1. Historical/Political Context/ Educational objectives
The persistent Israeli occupation and the failure of the Camp David Summit meeting of 2000 resulted in the Second Palestinian intifada spurring trends of political radicalism and religious extremism within the Palestinian society. The Wasatia movement was created in January 2007 as non-governmental, non-profit, non-political initiative to change this trend. Its declared goals are: (a) To bring a deeper and more rational understanding of Islam to Moslems as well as to non-Moslems; (b) To clarify the distortions to which Islam has been subjected at home and in the West; (c) To educate Palestinians on taboo topics such as the Holocaust taking a new humanistic approach; (d) To seek answers for the deep religious, political, social, and economic crises inflicting the Palestinian society; (e) To strive and work for ending the Israeli military occupation through negotiations and peaceful means; (f) To spread and promote Islamic tolerant concepts, values and principles within the Palestinian community; (g) To encourage the practice of moderation among Palestinians in order to mitigate religious radicalism and bigotry and reduce political extremism; (h) To bring a message of peace, moderation, justice, coexistence, tolerance, and reconciliation to Palestinian community through vocal civic leaders;(i) To teach creative and critical thinking and open-mindedness; and (j) to empower the potential for leadership in their society.The goal in interfaith dialogue and education is to deconstruct religious mythologies and Quranic distortions and misinterpretations and to promote knowledge of the religion of other;
1. Actors-lecturers, facilitators, writers, professors, school teachers, religious leaders, youth, young adults ,guest lecturers, lecturers by the professional staff, tour guides
2. Activities—Dialogues, Workshops, public lectures, publications.
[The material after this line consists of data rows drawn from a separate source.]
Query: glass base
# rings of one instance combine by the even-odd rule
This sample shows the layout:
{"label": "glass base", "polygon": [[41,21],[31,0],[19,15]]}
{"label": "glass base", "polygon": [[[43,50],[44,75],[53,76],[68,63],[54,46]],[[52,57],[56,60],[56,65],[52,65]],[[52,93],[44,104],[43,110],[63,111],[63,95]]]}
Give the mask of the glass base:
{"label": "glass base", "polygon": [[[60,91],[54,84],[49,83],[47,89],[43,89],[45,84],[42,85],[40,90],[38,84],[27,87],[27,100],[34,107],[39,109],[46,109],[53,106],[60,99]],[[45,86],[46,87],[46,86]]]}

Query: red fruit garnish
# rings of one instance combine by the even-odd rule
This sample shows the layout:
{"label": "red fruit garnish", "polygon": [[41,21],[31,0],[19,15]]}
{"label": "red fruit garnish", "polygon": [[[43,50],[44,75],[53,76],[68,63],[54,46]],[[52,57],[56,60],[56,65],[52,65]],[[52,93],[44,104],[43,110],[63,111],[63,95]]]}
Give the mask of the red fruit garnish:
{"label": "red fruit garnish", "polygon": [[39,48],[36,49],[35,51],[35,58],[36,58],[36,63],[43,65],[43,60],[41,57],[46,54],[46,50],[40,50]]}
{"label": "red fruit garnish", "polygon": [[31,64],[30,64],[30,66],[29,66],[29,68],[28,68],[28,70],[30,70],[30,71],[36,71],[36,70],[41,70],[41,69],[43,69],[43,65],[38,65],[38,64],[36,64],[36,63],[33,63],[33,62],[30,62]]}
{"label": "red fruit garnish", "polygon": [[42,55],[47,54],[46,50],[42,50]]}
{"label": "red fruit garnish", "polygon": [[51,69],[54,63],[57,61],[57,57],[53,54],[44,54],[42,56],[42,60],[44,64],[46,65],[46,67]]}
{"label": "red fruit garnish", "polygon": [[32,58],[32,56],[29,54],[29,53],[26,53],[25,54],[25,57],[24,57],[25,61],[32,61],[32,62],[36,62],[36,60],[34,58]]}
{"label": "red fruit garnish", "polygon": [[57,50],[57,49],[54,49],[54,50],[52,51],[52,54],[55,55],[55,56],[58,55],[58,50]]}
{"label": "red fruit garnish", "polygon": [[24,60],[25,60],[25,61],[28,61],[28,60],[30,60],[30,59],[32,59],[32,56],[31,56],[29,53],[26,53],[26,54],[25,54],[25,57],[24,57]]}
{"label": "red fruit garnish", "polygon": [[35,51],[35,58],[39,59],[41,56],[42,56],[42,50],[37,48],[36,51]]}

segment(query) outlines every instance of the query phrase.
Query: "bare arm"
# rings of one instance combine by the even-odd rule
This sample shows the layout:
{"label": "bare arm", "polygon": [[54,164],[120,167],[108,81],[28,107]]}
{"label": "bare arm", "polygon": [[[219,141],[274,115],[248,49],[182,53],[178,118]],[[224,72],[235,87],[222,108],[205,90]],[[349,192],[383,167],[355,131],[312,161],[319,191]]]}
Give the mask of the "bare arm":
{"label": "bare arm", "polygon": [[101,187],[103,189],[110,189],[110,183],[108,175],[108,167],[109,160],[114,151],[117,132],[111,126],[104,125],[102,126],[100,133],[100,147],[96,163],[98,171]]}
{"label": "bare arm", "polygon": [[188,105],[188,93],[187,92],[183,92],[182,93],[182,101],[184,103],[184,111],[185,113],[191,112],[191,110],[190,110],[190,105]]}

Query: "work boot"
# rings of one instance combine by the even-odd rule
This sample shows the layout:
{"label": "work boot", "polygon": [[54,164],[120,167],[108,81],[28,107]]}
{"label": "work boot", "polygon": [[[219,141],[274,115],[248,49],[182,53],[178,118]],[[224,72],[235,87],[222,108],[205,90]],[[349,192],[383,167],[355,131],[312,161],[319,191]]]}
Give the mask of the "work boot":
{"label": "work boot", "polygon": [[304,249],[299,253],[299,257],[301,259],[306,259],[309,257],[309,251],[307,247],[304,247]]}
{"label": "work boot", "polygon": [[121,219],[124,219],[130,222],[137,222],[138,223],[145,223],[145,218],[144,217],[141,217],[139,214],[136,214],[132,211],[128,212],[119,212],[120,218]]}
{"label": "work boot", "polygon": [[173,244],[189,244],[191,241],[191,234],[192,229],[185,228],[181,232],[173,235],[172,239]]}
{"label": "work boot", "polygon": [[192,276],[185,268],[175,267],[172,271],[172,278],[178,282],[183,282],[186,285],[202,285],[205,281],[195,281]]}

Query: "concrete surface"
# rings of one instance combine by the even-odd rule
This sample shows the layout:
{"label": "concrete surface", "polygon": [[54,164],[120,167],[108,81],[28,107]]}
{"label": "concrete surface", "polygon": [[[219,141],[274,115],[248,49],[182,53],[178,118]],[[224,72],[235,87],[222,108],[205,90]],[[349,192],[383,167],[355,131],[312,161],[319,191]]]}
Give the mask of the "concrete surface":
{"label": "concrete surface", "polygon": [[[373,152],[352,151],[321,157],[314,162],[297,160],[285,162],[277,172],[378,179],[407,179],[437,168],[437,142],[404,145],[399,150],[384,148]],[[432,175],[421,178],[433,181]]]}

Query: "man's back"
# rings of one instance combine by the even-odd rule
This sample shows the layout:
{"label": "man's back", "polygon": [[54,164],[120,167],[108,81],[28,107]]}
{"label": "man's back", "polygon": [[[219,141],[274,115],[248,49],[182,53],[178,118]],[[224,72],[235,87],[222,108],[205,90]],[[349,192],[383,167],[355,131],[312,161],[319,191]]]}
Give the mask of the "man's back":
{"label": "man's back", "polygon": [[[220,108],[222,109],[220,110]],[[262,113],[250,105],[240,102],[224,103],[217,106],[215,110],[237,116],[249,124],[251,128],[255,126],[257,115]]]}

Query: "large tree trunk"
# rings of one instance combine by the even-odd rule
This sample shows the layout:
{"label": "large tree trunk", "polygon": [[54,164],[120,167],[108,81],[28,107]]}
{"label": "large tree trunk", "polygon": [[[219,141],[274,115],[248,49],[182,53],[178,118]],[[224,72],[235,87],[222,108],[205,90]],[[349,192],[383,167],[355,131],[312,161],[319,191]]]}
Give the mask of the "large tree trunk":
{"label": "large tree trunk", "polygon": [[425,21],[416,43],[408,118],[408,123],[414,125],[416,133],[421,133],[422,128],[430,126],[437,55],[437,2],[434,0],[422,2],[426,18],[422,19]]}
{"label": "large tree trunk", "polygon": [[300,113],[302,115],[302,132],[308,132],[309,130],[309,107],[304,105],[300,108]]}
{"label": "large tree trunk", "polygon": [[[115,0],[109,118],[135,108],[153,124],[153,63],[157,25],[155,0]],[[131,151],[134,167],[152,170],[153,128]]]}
The main activities of the Wasatia focus on delivering seminars, lectures, and training workshops to advance the education of justice, balance, voluntarism, and religious moderation as core values in Palestinian society; seminars and workshops aim to deepen knowledge of the key factors and principles in Palestinian society that have created the context for religious pluralism; seminars and interfaith dialogue aim to expand understanding of different religious traditions in Palestine, and to foster appreciation for the strengths and complexities of a religiously pluralist society; publications aim to identify and guide learning of the principles, values, and practices of interfaith dialogue. Wasatia publishes books, articles in booklet format on moderation, conflict resolution, peace, and reconciliation topics and distributes them freely to the public.
2. Methods—facilitated dialogues, outreach to the press, use of social media and networks—facebook an internet, powerpoint presentations, lectures, films and discussion, use of the local languages, television interviews, study tours
To disseminate its educational message, Wasatia uses interfaith dialogues meetings, outreach to the press, and social media—has more than one group on Facebook, an internet website, powerpoint presentations to high school students and in workshops, lectures and discussion, television interviews, and study tours – Wasatia was the first to organize a tour of the Nazi concentration camps in Auschwitz between March 25-30, 2014, for Palestinian students.
Wasatia advocates achieving peace and prosperity through the promotion of the democratic multi-culture of dialogue that would lead to walking away from the current climate of religious and political radicalism and extremism that is escalating fear, enmity, and insecurity. It claims the centrist position, that balance between passion and hate, between amity and enmity, between deep despair and false hope, which would lead us out of the present state of conflict and despair.
Wasatia addresses all aspects of life: the way you eat, the way you dress, the way you spend money. Moderation is a value shared with the various thinkers as well as all faiths and therefore could become a fruitful foundation for interfaith dialogue.
Wasatia is the first Islamic Palestinian group calling for a negotiated peace with Israel that would help to bring peaceful solutions to the acute religious, economic, social and political crises plaguing Palestinian society. It advocates the establishment of an independent, tolerant, democratic, secular, non-militarized Palestinian state that fosters economic prosperity, religious freedom, and social justice and would adopt liberal values of equity, tolerance, pluralism, freedom of expression, rule of law, and respect for civil and human rights. All these are values advocated in Islamic holy texts and traditions.
Wasatia will eventually give birth to a political vision that would stand on the foundation pillars such as peace, state-building, governance reform, education, women’s empowerment, religious and political moderation, and civil society development.